As kitchens across Utah and the West warm with a bountiful feast of turkey and other trappings this week, so does the weather.
A high pressure system is parked over a huge chunk of the western United States, leading to a forecast of warmer-than-average temperatures and drier-than-normal conditions.
The outlook, when it comes to a thriving ski season, does not bode well at this point, but meteorologists say it is early.
December holds some promise.
“It is a little far out, but there are some early indications that we might see a change in the weather pattern, maybe the second week of December. I wouldn’t say that with a high level of confidence this far out,” said David Church, meteorologist with the National Weather Service in Salt Lake City.
December could bring colder temperatures and wetter weather.
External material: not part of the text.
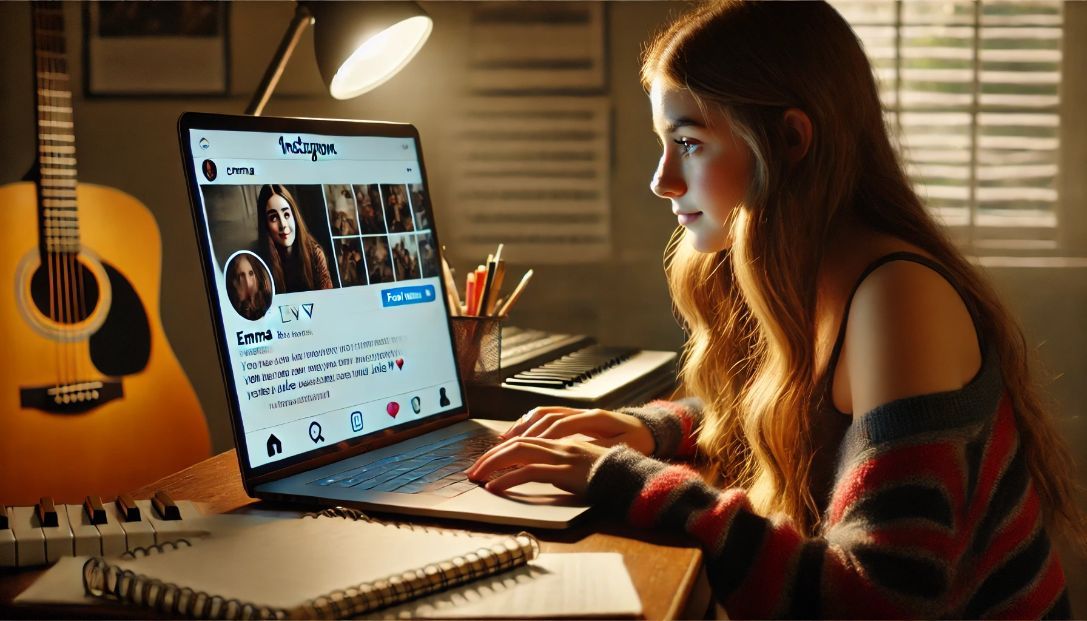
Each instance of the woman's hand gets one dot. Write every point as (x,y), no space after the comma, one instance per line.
(564,463)
(607,429)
At least that is the hope.
Church gets that for people who like to get outdoors and have fun in the sun, these are pretty good conditions right now.
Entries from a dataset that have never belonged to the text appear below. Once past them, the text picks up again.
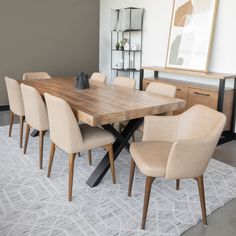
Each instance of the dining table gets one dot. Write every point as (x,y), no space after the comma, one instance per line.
(104,105)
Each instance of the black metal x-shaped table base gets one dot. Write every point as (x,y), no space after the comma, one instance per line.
(122,141)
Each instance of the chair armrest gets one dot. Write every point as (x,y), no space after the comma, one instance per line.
(189,158)
(160,128)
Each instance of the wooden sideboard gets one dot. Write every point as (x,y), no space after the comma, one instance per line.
(218,97)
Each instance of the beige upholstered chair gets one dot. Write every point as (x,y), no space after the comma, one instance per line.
(36,117)
(75,138)
(160,89)
(177,147)
(16,105)
(125,82)
(36,75)
(98,77)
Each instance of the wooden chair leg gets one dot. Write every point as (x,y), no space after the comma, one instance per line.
(131,176)
(177,184)
(26,137)
(111,159)
(71,175)
(22,119)
(200,182)
(149,181)
(41,139)
(90,157)
(52,152)
(11,122)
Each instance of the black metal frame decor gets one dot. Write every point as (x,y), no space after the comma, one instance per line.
(130,55)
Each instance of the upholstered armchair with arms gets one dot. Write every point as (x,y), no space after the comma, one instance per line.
(177,147)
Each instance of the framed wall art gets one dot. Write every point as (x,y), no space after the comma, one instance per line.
(191,34)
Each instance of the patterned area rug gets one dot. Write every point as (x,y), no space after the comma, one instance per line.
(32,204)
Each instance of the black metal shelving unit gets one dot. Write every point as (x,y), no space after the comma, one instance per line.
(134,57)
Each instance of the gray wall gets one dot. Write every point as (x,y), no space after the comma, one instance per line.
(57,36)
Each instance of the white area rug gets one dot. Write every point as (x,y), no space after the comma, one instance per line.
(32,204)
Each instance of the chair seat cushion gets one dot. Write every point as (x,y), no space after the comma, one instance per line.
(94,137)
(151,157)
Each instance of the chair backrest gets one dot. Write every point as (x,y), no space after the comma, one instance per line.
(64,128)
(15,97)
(125,82)
(162,89)
(98,77)
(36,75)
(198,132)
(198,122)
(35,108)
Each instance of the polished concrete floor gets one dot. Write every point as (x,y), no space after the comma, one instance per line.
(223,221)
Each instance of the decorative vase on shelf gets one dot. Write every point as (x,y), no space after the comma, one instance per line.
(117,46)
(134,47)
(126,46)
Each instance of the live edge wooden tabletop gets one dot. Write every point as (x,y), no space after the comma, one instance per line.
(105,104)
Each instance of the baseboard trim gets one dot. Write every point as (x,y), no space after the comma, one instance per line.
(4,108)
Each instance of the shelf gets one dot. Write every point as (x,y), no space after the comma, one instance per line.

It does not help abate the effects of what feels like an endless drought, and it won’t help water supply levels next year.
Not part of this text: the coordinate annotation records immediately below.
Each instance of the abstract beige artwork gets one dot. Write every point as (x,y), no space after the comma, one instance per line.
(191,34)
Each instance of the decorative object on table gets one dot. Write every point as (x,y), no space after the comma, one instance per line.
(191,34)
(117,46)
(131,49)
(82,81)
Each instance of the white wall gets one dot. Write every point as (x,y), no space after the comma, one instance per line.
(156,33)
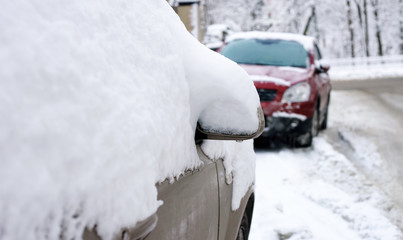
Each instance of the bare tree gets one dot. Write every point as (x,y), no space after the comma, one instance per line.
(350,28)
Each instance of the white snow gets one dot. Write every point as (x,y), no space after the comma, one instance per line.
(294,69)
(194,19)
(263,78)
(305,41)
(99,101)
(325,192)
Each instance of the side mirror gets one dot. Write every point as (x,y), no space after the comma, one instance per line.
(322,68)
(217,134)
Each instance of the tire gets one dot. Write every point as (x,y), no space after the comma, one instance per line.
(243,231)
Utah residents, in this time of Thanksgiving, can be grateful for an incredibly wet October that replenished dry soils and delivered a base of high mountain snowpack that Church said should remain in the months to come.
“We had a really nice start to the water year in October with quite a bit of precipitation,” he said. “Obviously, we are not getting much help from Mother Nature now when it comes to natural snow.”
Church said Utah is in an unsavory position now, but the months ahead could turn a bad meal into a fabulous feast.
As we sit, 75% of the water years on record have shown more snowpack in the mountains than exists now.
“It is still fairly early in the year so you know, there’s certainly quite a bit of snowpack building time ahead,” he said. “So it’s good that we at least had a good start and we haven’t lost all of it. It’s just that we haven’t really put anything additional on.”
February is a month that can pile on the snowpack accumulation in Utah and other states in the West.
“It is just a matter of continuing to build that snowpack,” he said.